This program should help you understand the use of (char-mixed) input and list management.
Some students (as early as junior high or even as late as college) find reading assignment lists difficult. They see the teacher say something like 4-10 and do problem 4 and problem 10 — but not the other 5 assigned problems!
To help these poor lost souls, we'll write a program that can take in the (possibly) hyphenated assignment list and print back out a list of all problems assigned. Just in case, we'll also make sure our list is sorted (non-decreasing order) and contains no duplicates. (Yes, you must write your own sort function. You may NOT use the sort function from the algorithm standard library! Which of the sorts we learned in Chapter 6 is most appropriate for these circumstances?)
Here are some examples:
User Types In... | We Display... |
---|---|
L1 | Do problem 1 of L. |
L1-3 | Do problems 1, 2, and 3 of L. |
L1,2,5 | Do problems 1, 2, and 5 of L. |
L1-3,5 | Do problems 1, 2, 3, and 5 of L. |
L1-3,5-7 | Do problems 1, 2, 3, 5, 6, and 7 of L. |
L1-1,3-3,5-8 | Do problems 1, 3, 5, 6, 7, and 8 of L. |
L4-5,1-3,7-10 | Do problems 1, 2, 3, 4, 5, 7, 8, 9, and 10 of L. |
L4-5,1-3,7-10,8-12 | Do problems 1, 2, 3, 4, 5, 7, 8, 9, 10, 11, and 12 of L. |
Let the problem set name be either a single character, a single word, or a quoted, space-containing string. The problem set name will always be entered first. If the user uses a quoted problem set name, allow them to use either a single quote (tick-mark) or double quote — but the open and close can be assumed to match. Spaces around the input should be optional (so "L1-3" should result in the same answer as "L 1 - 3"). All items/hyphenated groups are to be comma separated (so "L1,2,5" is okay but "L1 2 5" and "L125" are not). We'll assume that all problems are to be done for simplicity. (See the option below about evens vs. odds for more fun.) If the display of the problem list is longer than a line, wrap it gracefully — don't let the terminal window wrap it for you (or the printer will chop it off!).

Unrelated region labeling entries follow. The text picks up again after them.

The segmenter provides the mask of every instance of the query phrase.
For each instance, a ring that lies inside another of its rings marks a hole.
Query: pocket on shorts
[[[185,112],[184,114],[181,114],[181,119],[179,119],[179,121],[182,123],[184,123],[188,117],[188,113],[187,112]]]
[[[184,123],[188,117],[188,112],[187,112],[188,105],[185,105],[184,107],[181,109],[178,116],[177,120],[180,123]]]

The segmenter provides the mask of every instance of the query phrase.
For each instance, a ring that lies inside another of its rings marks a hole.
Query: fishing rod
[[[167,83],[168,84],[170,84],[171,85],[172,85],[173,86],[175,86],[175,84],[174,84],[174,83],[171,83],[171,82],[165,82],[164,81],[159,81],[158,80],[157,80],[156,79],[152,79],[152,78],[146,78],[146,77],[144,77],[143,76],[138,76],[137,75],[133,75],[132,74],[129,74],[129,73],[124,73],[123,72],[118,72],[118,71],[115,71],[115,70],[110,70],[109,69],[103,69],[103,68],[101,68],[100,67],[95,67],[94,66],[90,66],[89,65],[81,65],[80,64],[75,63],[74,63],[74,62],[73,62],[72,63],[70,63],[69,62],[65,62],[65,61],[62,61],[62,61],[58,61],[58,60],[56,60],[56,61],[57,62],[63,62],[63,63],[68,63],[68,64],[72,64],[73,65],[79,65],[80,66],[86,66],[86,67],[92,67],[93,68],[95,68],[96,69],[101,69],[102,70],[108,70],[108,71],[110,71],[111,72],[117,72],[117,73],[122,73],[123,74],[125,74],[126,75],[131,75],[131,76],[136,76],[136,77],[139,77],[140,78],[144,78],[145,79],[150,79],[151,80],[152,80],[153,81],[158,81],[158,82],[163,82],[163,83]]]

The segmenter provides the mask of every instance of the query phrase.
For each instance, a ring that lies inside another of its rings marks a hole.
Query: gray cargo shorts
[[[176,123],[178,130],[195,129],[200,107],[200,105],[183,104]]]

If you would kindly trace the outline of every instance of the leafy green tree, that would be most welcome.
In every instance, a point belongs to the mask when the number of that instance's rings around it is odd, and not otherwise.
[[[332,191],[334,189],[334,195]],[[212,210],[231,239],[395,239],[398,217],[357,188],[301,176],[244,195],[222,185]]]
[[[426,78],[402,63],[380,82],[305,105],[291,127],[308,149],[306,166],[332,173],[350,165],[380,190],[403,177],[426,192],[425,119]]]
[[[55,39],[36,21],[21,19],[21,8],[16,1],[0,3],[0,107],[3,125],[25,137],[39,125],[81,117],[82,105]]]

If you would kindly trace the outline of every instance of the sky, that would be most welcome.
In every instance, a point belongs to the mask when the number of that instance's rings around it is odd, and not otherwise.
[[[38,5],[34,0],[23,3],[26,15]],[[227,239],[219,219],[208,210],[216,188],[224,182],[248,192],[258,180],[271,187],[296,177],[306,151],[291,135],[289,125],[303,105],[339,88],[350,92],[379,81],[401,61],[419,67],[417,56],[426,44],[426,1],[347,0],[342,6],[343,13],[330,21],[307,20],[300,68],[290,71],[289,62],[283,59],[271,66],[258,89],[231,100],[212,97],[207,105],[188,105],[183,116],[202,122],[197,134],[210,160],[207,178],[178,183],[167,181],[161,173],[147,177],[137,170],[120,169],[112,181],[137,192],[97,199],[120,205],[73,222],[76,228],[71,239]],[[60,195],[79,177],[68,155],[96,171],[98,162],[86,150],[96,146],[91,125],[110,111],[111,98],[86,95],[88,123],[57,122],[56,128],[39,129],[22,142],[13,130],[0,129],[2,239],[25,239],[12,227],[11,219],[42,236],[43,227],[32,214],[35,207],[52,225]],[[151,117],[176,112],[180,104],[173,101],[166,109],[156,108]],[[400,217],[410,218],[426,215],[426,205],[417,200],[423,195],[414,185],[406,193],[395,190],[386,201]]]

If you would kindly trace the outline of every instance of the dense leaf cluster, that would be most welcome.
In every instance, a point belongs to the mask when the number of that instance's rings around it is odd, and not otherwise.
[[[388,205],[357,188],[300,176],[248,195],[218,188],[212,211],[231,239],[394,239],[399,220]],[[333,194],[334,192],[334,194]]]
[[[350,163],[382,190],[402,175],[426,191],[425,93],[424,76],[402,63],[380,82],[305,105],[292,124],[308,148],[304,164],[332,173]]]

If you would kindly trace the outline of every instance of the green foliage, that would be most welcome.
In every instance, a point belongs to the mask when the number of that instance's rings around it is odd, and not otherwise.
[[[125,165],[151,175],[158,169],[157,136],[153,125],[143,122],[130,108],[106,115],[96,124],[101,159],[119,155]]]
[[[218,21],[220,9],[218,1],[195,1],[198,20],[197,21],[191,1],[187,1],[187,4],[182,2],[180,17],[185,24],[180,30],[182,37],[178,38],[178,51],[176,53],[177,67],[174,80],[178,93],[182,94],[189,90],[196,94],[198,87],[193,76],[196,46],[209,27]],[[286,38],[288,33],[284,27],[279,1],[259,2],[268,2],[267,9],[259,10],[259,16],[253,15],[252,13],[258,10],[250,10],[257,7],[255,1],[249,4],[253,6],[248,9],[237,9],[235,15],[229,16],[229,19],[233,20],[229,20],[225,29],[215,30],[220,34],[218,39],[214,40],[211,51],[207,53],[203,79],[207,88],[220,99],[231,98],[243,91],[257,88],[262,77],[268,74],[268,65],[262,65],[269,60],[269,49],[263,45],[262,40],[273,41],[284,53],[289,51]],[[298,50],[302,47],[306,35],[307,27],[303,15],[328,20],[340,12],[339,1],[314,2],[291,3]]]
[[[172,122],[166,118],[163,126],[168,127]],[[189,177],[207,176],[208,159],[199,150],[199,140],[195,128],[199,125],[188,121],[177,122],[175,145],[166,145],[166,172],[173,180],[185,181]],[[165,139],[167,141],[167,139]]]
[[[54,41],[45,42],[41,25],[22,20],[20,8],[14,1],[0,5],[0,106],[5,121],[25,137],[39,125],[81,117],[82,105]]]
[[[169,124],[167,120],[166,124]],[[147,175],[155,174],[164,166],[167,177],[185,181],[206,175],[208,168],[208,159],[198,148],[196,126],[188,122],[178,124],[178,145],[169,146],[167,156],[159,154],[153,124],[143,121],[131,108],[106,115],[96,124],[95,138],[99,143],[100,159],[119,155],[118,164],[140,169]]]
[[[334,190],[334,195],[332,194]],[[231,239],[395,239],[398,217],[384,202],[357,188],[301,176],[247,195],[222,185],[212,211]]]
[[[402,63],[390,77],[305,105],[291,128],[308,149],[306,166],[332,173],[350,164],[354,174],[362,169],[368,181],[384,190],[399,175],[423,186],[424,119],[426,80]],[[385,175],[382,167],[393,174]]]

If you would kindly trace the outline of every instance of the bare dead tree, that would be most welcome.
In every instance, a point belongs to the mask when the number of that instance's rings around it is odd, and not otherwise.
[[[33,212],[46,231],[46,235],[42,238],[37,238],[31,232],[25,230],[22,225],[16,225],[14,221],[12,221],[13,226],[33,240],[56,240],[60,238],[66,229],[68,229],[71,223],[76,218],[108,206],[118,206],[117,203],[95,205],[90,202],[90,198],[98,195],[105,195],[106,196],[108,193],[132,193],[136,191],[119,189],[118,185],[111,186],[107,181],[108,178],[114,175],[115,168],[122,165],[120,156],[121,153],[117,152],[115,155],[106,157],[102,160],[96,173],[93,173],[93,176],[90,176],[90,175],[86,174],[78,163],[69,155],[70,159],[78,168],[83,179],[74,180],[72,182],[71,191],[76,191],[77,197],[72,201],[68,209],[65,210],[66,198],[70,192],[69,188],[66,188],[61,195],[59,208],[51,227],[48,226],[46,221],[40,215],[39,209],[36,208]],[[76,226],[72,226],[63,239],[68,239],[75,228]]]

In what data type can you store something like the problem set name that might be anything from one character to a whole bunch of text?
How can you detect that the problem set name is a quoted string? How can you read in the whole thing to a single variable? (Don't worry that the user has missed a close quote.)
If the user's problem set name is a quoted string, how can you remove the quotes from it? (Just like C++ won't leave your quotes on a string when it prints it, you shouldn't leave the user's quotes on their string. They are just there to separate the problem set name from the problem list.)
When placing items (say problem numbers?) into a list, how can you keep those items sorted from the beginning?
How can you avoid placing a duplicate item into a list? (Note: not how can you remove duplicates from a list — avoid having any duplicates in the list in the first place!)
If the problem list is long (like in math or physics), how can you wrap the long output line to multiple lines without too much difficulty? (Hint: The output line can be around 70-75 chars long, we saw in 121 how to tell how many digits long an integer is, we know we are outputting a comma and space between the problem numbers, and we know how many chars we are adding before the list and after the list. Just don't forget the 'and' before the last element. So, knowing all that, especially that you need to drop to a new line after every 70-ish chars you've output, how do you tell if total chars printed is 70*n?)
This assignment is (Level 4).
Add (Level 1.5) to allow a hyphenated range to be appended with 'odds', 'evens', or 'all' (if nothing is appended, assume 'all'). (If they say evens and have one/both ends odd, increment the odd start and/or decrement the odd end. Do similarly for 'odds' and even ends.)
How can you detect that there is a range-type appended or not? (Hint: What follows a range group whether labeled or not?) There are at least two ways to code this...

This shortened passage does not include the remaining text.